気付けよ、センパイ! おれがここにいるの。
そんな事を思ってみる。
楽しそうにセンパイはスバルとレンジの2人と話しているセンパイにちょっと腹がたった。
気付け。気付け。
念を送ってみる。
けれどちっとも気付きやしない。
おれにテレパシー能力はなさそう。
あーあ。
フト。

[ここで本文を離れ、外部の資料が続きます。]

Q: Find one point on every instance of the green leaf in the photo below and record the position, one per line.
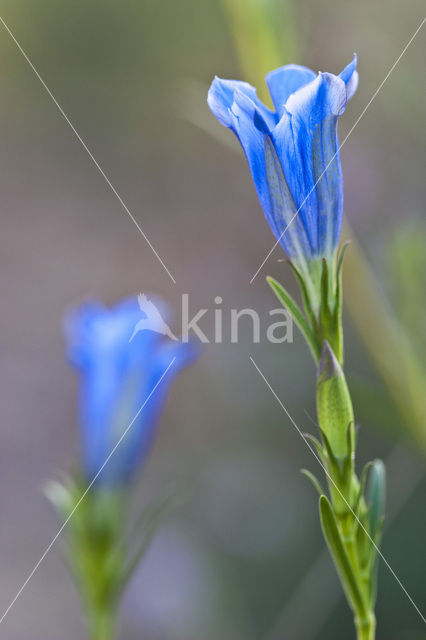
(376, 497)
(145, 527)
(314, 480)
(287, 301)
(341, 559)
(317, 446)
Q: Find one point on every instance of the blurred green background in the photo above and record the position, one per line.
(244, 558)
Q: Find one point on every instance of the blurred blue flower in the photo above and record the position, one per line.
(119, 368)
(289, 149)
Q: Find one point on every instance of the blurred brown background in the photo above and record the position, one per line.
(233, 563)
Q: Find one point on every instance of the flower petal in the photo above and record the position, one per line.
(286, 80)
(221, 97)
(306, 143)
(349, 75)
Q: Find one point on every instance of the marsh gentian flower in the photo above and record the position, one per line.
(119, 369)
(289, 149)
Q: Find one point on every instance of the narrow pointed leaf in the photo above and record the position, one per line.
(340, 556)
(376, 497)
(287, 301)
(314, 481)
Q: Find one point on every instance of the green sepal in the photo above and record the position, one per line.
(305, 296)
(314, 481)
(334, 405)
(340, 557)
(330, 312)
(287, 301)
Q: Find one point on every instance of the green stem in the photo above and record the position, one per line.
(102, 625)
(366, 629)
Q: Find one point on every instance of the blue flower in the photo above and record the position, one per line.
(119, 369)
(289, 150)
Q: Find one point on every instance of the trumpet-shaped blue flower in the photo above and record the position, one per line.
(293, 152)
(120, 368)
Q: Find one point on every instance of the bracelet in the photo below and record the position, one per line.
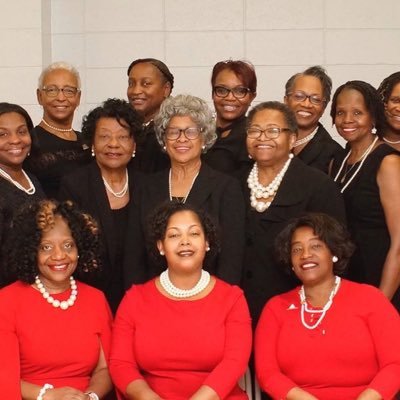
(92, 396)
(45, 387)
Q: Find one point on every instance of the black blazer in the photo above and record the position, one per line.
(86, 188)
(321, 150)
(303, 189)
(216, 193)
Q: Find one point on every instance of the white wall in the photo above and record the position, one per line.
(353, 39)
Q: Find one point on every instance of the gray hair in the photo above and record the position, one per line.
(188, 106)
(59, 65)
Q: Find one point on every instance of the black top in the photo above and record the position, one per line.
(229, 154)
(52, 157)
(149, 155)
(303, 189)
(216, 193)
(320, 150)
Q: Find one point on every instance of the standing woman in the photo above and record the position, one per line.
(58, 149)
(389, 91)
(16, 186)
(105, 187)
(150, 82)
(234, 86)
(369, 178)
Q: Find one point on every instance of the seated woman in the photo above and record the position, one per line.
(185, 128)
(54, 329)
(389, 91)
(105, 187)
(185, 334)
(150, 82)
(58, 148)
(16, 186)
(277, 188)
(234, 86)
(330, 338)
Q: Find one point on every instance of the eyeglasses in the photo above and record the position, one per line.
(68, 91)
(270, 133)
(190, 133)
(301, 96)
(239, 91)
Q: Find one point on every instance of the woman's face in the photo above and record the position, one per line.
(265, 151)
(392, 109)
(230, 108)
(184, 243)
(183, 150)
(147, 89)
(15, 140)
(112, 144)
(353, 120)
(60, 108)
(311, 258)
(57, 255)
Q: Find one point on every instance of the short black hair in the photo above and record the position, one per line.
(328, 230)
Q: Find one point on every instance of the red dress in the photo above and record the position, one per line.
(355, 347)
(176, 346)
(59, 347)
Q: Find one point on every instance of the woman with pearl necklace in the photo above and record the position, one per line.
(185, 334)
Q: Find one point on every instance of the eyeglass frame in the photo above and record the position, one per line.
(180, 131)
(46, 89)
(265, 131)
(248, 90)
(310, 97)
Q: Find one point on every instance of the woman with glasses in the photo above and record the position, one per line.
(277, 188)
(234, 85)
(105, 187)
(185, 129)
(57, 148)
(307, 94)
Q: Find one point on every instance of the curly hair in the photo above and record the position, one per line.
(190, 106)
(117, 109)
(372, 102)
(328, 230)
(157, 226)
(27, 230)
(386, 87)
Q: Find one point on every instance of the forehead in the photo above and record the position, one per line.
(308, 84)
(60, 77)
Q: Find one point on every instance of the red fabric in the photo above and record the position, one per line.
(178, 346)
(355, 347)
(55, 346)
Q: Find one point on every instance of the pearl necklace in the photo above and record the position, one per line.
(122, 192)
(55, 128)
(170, 187)
(65, 304)
(307, 138)
(391, 141)
(362, 159)
(31, 190)
(327, 306)
(173, 291)
(258, 191)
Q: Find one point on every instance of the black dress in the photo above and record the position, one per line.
(53, 157)
(366, 220)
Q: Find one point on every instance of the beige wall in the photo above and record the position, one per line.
(353, 39)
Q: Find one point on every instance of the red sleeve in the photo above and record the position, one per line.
(270, 378)
(238, 337)
(384, 324)
(9, 350)
(123, 366)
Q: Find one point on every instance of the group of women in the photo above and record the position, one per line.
(159, 193)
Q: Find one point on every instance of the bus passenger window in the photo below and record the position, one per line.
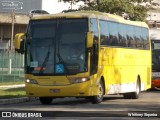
(104, 34)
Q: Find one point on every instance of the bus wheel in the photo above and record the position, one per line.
(135, 95)
(127, 95)
(46, 100)
(98, 99)
(157, 88)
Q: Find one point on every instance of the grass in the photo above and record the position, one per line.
(12, 93)
(11, 83)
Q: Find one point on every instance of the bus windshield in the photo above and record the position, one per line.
(155, 55)
(56, 46)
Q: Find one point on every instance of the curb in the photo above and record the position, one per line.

センパイがこっちを見た。
ウソ、通じた?
「ヒナタ」
名前を呼ばれる。
「え? ヒナタ?」
スバルもこっちを向く。
「いるなら来いよ」
センパイの呼びかけにひょこひょこ出て行った。
「携帯、忘れてたぞ」
センパイの学ランの内ポケットからおれの携帯が出てくる。
センパイ、気付いてくれてたのか。
礼を言って受け取って、センパイの隣に座った。
「知り合い……だったの?」
「まぁな」
スバルが短く答えた。
「生徒会にオレが部の事でカイチョーに直談判に行って、それ以来話し合ってよく話したよな。
その時レンジがちょくちょく生徒会のほうに顔出してた」
「ふうん」
そうやって知り合ったのか。
センパイの説明にちょっとスッキリした。